ACR as a Cardiovascular Risk Marker

Beyond kidney disease, an elevated ACR independently predicts cardiovascular events, stroke, and all-cause mortality. Even microalbuminuria (A2) is associated with 2-3× increased cardiovascular risk, regardless of eGFR. This makes ACR a valuable addition to standard cardiovascular risk assessment frameworks.

Sources & Methodology

Last updated:

Methodology

This page converts the entered urine albumin and urine creatinine values into a spot urine albumin-to-creatinine ratio in mg/g, then maps the result to the KDIGO A1, A2, and A3 albuminuria categories. When eGFR is provided, it combines the albuminuria stage with GFR stage to place the result on the standard CKD prognosis grid.

The output is intended for screening and longitudinal kidney-risk review rather than as proof of chronic kidney disease from a single sample. Temporary albuminuria can occur with exercise, infection, fever, menstruation, heart failure, and other transient conditions, so abnormal results should be confirmed the way the underlying guideline recommends.

Sources

Frequently Asked Questions

What is microalbuminuria?

Microalbuminuria is defined as ACR 30-300 mg/g (KDIGO A2). It indicates early kidney damage and is a marker of generalized endothelial dysfunction and cardiovascular risk.

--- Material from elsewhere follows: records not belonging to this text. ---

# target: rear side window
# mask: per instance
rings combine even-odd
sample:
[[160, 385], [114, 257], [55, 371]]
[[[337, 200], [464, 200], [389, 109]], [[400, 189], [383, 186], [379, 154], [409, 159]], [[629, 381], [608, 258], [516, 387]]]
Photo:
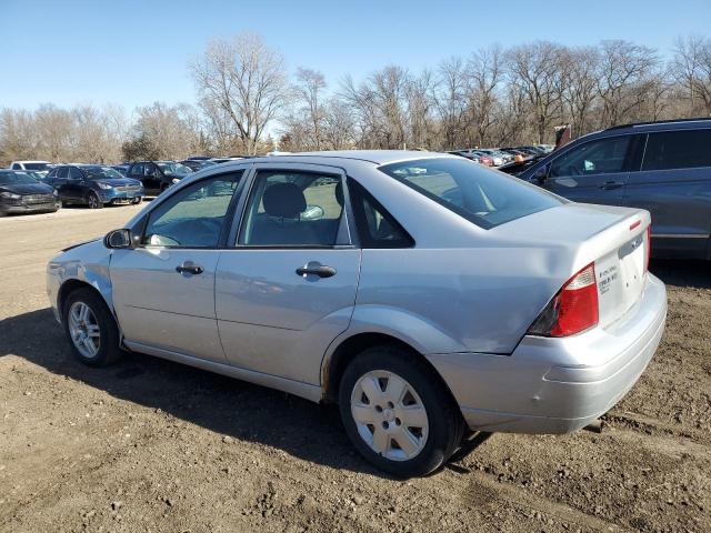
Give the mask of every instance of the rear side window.
[[518, 178], [461, 158], [405, 161], [379, 170], [483, 229], [564, 203]]
[[624, 170], [630, 135], [587, 142], [562, 154], [551, 164], [550, 178], [609, 174]]
[[411, 248], [414, 241], [398, 221], [356, 180], [348, 180], [361, 248]]
[[642, 170], [711, 167], [711, 130], [650, 133]]

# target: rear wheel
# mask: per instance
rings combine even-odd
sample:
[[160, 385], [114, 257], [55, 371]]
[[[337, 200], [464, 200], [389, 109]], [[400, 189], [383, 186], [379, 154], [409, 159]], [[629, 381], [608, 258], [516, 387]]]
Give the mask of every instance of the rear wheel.
[[74, 356], [90, 366], [119, 360], [119, 329], [111, 311], [91, 289], [78, 289], [67, 298], [62, 323]]
[[103, 202], [101, 201], [99, 195], [93, 191], [89, 193], [89, 197], [87, 198], [87, 203], [89, 204], [89, 209], [103, 208]]
[[358, 451], [397, 476], [439, 469], [461, 443], [464, 423], [439, 375], [397, 346], [369, 349], [346, 369], [339, 408]]

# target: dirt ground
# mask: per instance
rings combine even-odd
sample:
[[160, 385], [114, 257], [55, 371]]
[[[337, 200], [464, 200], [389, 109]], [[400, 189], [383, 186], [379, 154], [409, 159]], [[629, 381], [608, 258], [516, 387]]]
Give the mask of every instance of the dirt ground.
[[47, 261], [133, 207], [0, 220], [0, 531], [711, 531], [711, 268], [655, 262], [661, 348], [601, 434], [493, 434], [425, 479], [337, 410], [132, 354], [74, 362]]

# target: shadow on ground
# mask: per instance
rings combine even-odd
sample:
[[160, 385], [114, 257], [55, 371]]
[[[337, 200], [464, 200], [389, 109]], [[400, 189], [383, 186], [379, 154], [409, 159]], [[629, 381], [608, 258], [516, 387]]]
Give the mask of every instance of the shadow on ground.
[[138, 353], [91, 369], [73, 359], [50, 309], [0, 321], [0, 358], [17, 355], [49, 372], [107, 391], [236, 440], [300, 459], [389, 477], [354, 451], [334, 405], [317, 405], [271, 389]]

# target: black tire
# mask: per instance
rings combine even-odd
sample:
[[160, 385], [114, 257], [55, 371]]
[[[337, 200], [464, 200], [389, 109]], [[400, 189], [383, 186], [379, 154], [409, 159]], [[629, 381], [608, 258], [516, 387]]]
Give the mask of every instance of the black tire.
[[[404, 379], [420, 396], [429, 422], [424, 446], [412, 459], [387, 459], [361, 438], [351, 413], [351, 393], [361, 376], [385, 371]], [[346, 369], [339, 388], [339, 409], [343, 426], [356, 449], [378, 469], [398, 477], [427, 475], [441, 467], [461, 444], [464, 421], [451, 394], [439, 375], [432, 375], [425, 362], [393, 345], [368, 349], [357, 355]], [[399, 419], [395, 419], [399, 425]]]
[[[96, 318], [97, 324], [99, 325], [99, 350], [97, 351], [97, 354], [91, 358], [83, 355], [79, 351], [71, 336], [69, 312], [72, 305], [77, 302], [81, 302], [89, 306]], [[103, 299], [92, 289], [77, 289], [67, 296], [62, 308], [62, 325], [74, 356], [82, 363], [89, 366], [107, 366], [117, 362], [121, 358], [122, 352], [120, 348], [119, 328], [117, 326], [113, 315]]]
[[97, 194], [93, 191], [91, 191], [87, 195], [87, 203], [89, 204], [89, 209], [101, 209], [101, 208], [103, 208], [103, 202], [99, 198], [99, 194]]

Why use ACR instead of 24-hour urine collection?

Spot urine ACR correlates well with 24-hour albumin excretion and is far more practical. A first morning void is preferred to minimize postural and exercise effects.

How often should ACR be checked in diabetic patients?

ADA and KDIGO recommend annual ACR screening in all type 2 diabetes patients from diagnosis and in type 1 patients starting 5 years after diagnosis.

Can ACR be falsely elevated?

Yes — exercise, UTI, fever, heart failure, menstruation, and very dilute urine can transiently increase albumin. Confirm abnormal results with repeat testing on 2 of 3 samples over 3 months.

What is the difference between albuminuria and proteinuria?

Albumin is a specific protein; proteinuria includes all proteins. ACR specifically measures albumin, which is the most sensitive marker for glomerular damage. Total protein/creatinine ratio (PCR) captures other proteins too.

Why are sex-specific thresholds used?

Men typically excrete more creatinine due to higher muscle mass, which dilutes the ratio. Sex-specific thresholds improve sensitivity — <17 mg/g for males and <25 mg/g for females are considered truly normal.